Luke n’a pourtant jamais éprouvé de cinétose en des occasions où beaucoup en souffrent: dans les transports. Les symptômes sont fréquents lors d’un trajet en voiture en montagne, par exemple. Et le train peut provoquer aussi ce mal, explique Nils Guinand: «Particulièrement les rames qui s’inclinent pour gagner de la vitesse, comme sur le trajet entre Genève et Neuchâtel.»

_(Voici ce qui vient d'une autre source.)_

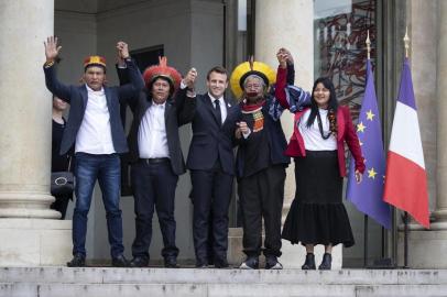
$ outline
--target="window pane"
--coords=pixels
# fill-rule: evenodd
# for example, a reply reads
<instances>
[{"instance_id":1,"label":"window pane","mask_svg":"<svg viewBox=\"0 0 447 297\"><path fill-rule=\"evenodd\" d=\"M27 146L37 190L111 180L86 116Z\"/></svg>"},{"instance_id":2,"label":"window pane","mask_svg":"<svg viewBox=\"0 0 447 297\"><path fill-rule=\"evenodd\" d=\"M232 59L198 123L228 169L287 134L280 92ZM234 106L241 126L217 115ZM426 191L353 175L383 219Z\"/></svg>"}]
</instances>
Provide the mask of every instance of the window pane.
<instances>
[{"instance_id":1,"label":"window pane","mask_svg":"<svg viewBox=\"0 0 447 297\"><path fill-rule=\"evenodd\" d=\"M315 0L315 78L329 76L341 105L349 105L357 118L366 79L368 30L371 63L375 57L377 0Z\"/></svg>"}]
</instances>

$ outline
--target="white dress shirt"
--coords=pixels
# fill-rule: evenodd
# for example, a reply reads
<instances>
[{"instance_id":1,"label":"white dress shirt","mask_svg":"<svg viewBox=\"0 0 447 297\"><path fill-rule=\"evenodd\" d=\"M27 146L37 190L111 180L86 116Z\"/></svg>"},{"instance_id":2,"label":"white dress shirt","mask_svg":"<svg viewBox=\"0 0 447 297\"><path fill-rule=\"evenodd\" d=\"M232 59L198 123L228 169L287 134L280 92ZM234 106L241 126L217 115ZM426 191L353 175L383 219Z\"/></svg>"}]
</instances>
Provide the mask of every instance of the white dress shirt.
<instances>
[{"instance_id":1,"label":"white dress shirt","mask_svg":"<svg viewBox=\"0 0 447 297\"><path fill-rule=\"evenodd\" d=\"M210 95L209 92L208 92L208 96L209 96L209 98L211 99L212 108L216 108L215 100L216 100L217 98L214 98L212 95ZM225 120L227 119L227 107L226 107L227 103L226 103L225 100L224 100L224 96L220 97L220 98L217 99L217 100L219 100L220 116L221 116L222 123L224 123Z\"/></svg>"},{"instance_id":2,"label":"white dress shirt","mask_svg":"<svg viewBox=\"0 0 447 297\"><path fill-rule=\"evenodd\" d=\"M327 118L327 110L319 109L319 114L321 116L323 133L327 135L329 133L329 119ZM298 123L299 133L302 134L304 141L304 147L308 151L336 151L336 138L334 134L330 134L327 140L321 138L317 118L315 118L314 124L310 128L306 127L309 116L310 109L302 116Z\"/></svg>"},{"instance_id":3,"label":"white dress shirt","mask_svg":"<svg viewBox=\"0 0 447 297\"><path fill-rule=\"evenodd\" d=\"M170 157L164 121L165 106L166 102L157 105L152 101L141 119L138 130L138 148L141 158Z\"/></svg>"},{"instance_id":4,"label":"white dress shirt","mask_svg":"<svg viewBox=\"0 0 447 297\"><path fill-rule=\"evenodd\" d=\"M87 107L76 135L75 152L94 155L113 154L110 113L103 88L95 91L86 85Z\"/></svg>"}]
</instances>

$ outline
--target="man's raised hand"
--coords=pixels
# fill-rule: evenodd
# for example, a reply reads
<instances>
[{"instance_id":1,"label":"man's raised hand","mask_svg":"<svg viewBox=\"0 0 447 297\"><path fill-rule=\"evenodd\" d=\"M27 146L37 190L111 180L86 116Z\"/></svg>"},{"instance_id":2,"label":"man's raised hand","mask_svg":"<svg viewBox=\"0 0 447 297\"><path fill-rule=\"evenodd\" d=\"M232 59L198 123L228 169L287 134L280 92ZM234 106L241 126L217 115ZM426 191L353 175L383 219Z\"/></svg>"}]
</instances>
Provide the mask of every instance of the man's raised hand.
<instances>
[{"instance_id":1,"label":"man's raised hand","mask_svg":"<svg viewBox=\"0 0 447 297\"><path fill-rule=\"evenodd\" d=\"M120 58L126 59L129 55L129 45L126 42L119 41L117 43L118 55Z\"/></svg>"},{"instance_id":2,"label":"man's raised hand","mask_svg":"<svg viewBox=\"0 0 447 297\"><path fill-rule=\"evenodd\" d=\"M186 74L185 78L183 79L183 84L185 84L189 89L194 89L194 82L197 77L196 68L190 68L189 72Z\"/></svg>"},{"instance_id":3,"label":"man's raised hand","mask_svg":"<svg viewBox=\"0 0 447 297\"><path fill-rule=\"evenodd\" d=\"M276 53L277 62L280 63L281 68L287 67L287 54L283 52L283 48L280 48Z\"/></svg>"},{"instance_id":4,"label":"man's raised hand","mask_svg":"<svg viewBox=\"0 0 447 297\"><path fill-rule=\"evenodd\" d=\"M43 42L45 46L45 57L46 62L54 62L59 54L62 48L61 45L57 45L57 37L48 36L46 42Z\"/></svg>"}]
</instances>

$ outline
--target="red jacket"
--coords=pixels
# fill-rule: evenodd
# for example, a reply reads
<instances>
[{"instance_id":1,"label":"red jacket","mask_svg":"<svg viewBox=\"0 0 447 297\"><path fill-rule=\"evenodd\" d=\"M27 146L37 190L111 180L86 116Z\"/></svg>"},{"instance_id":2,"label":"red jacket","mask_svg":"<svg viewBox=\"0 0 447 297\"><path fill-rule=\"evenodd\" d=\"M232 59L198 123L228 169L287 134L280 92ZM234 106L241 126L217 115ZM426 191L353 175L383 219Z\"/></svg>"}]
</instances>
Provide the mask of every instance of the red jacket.
<instances>
[{"instance_id":1,"label":"red jacket","mask_svg":"<svg viewBox=\"0 0 447 297\"><path fill-rule=\"evenodd\" d=\"M284 87L285 79L287 76L287 69L279 67L276 74L276 89L275 97L284 108L288 108L288 102L285 97ZM304 140L298 129L298 121L301 117L306 112L308 108L295 113L294 119L294 132L292 134L291 141L288 142L285 154L287 156L305 156L306 147L304 146ZM346 160L345 160L345 142L348 144L349 151L351 152L356 161L356 169L360 173L364 172L363 157L360 150L359 138L352 125L351 116L349 108L338 107L337 110L337 154L338 154L338 167L341 176L346 176Z\"/></svg>"}]
</instances>

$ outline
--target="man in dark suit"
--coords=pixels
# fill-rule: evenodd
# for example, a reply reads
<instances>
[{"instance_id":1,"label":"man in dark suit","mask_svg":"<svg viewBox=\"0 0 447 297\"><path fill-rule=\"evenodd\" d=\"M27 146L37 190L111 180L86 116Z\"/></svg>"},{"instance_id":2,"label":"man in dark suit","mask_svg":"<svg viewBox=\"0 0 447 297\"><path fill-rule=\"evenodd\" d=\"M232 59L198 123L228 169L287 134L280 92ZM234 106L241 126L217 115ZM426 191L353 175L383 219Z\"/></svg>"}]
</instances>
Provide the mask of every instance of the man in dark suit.
<instances>
[{"instance_id":1,"label":"man in dark suit","mask_svg":"<svg viewBox=\"0 0 447 297\"><path fill-rule=\"evenodd\" d=\"M193 235L196 266L209 263L208 230L212 229L215 267L228 267L228 208L235 175L232 141L238 106L224 97L227 70L214 67L207 74L208 92L196 98L192 121L193 140L186 166L193 183ZM212 219L209 215L212 212Z\"/></svg>"},{"instance_id":2,"label":"man in dark suit","mask_svg":"<svg viewBox=\"0 0 447 297\"><path fill-rule=\"evenodd\" d=\"M121 63L120 63L121 64ZM126 65L124 65L126 66ZM128 80L127 72L118 67L120 82ZM146 88L139 96L128 98L133 112L129 133L131 183L135 199L135 240L132 244L132 267L149 264L154 207L163 235L165 267L177 267L178 249L175 245L174 201L178 176L186 172L178 127L192 120L194 89L197 73L192 68L182 80L166 58L144 72ZM181 82L182 80L182 82ZM173 98L174 91L175 98ZM185 117L189 114L189 118Z\"/></svg>"},{"instance_id":3,"label":"man in dark suit","mask_svg":"<svg viewBox=\"0 0 447 297\"><path fill-rule=\"evenodd\" d=\"M69 118L61 143L61 154L75 146L76 207L73 215L73 260L70 267L85 266L87 215L91 194L98 179L107 212L107 227L113 266L127 266L122 245L120 201L120 158L128 145L120 119L119 98L132 97L143 87L141 76L129 58L127 46L119 42L118 51L129 68L131 84L106 87L106 59L90 56L84 63L81 86L66 86L56 78L54 63L61 46L57 38L45 43L46 87L70 105Z\"/></svg>"}]
</instances>

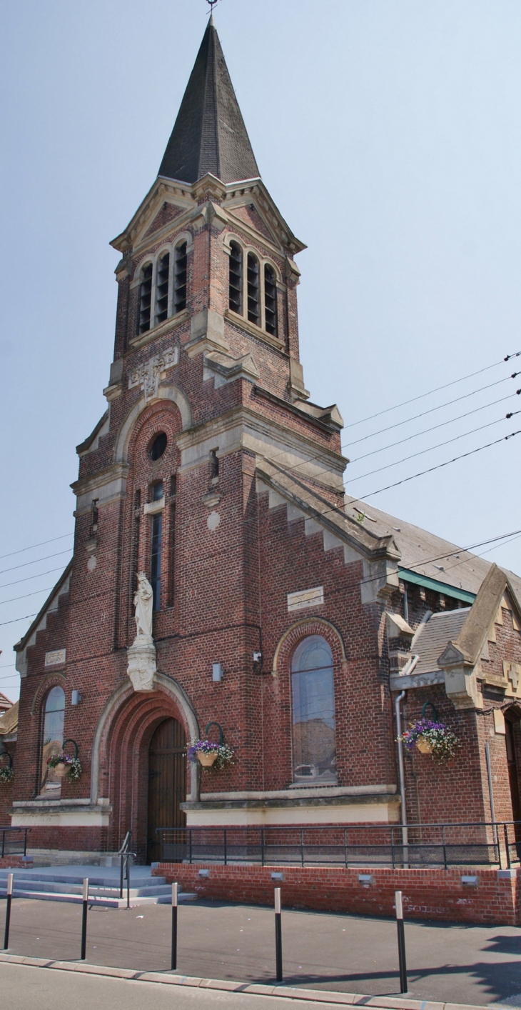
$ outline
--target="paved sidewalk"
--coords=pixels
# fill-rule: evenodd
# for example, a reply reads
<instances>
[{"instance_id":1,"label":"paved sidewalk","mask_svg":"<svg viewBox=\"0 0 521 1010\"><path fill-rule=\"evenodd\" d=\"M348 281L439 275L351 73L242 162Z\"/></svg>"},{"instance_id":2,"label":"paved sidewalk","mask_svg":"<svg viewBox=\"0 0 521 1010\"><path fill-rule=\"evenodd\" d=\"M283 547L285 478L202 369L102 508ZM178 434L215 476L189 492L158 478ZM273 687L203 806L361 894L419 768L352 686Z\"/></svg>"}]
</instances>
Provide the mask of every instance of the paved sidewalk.
<instances>
[{"instance_id":1,"label":"paved sidewalk","mask_svg":"<svg viewBox=\"0 0 521 1010\"><path fill-rule=\"evenodd\" d=\"M4 907L0 902L0 930ZM170 928L171 910L165 905L92 909L88 962L133 972L168 971ZM74 961L80 931L77 906L18 899L9 950ZM414 921L406 923L406 941L409 999L521 1007L520 928ZM394 920L285 910L283 949L286 985L399 996ZM273 910L219 902L181 907L178 965L178 975L273 984Z\"/></svg>"}]
</instances>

Mais il existe, pour les transports comme face aux écrans, des solutions: «Il est possible d’entraîner des patients qui souffrent de ce trouble avec des stratégies de désensibilisation. Par exemple avec un casque de réalité virtuelle dans lequel défilent des voitures tandis qu’ils sont sur une plateforme instable. L’idée est de les entraîner à réagir, afin d’éviter que lorsque les premiers symptômes arrivent, ils ne se crispent et que les nausées n’empirent. S’ils ont confiance, ils respirent mieux et leur état peut s’améliorer. Il existe aussi des médicaments pour diminuer les différents symptômes de la cinétose.»

Luke a quant à lui développé des stratégies: faire des pauses, trouver des repères visuels et se tourner vers des jeux dans lesquels une interface entoure l’écran. Ou encore utiliser du gingembre ou de la menthe poivrée, plantes reconnues par l’OMS comme efficaces contre le mal des transports.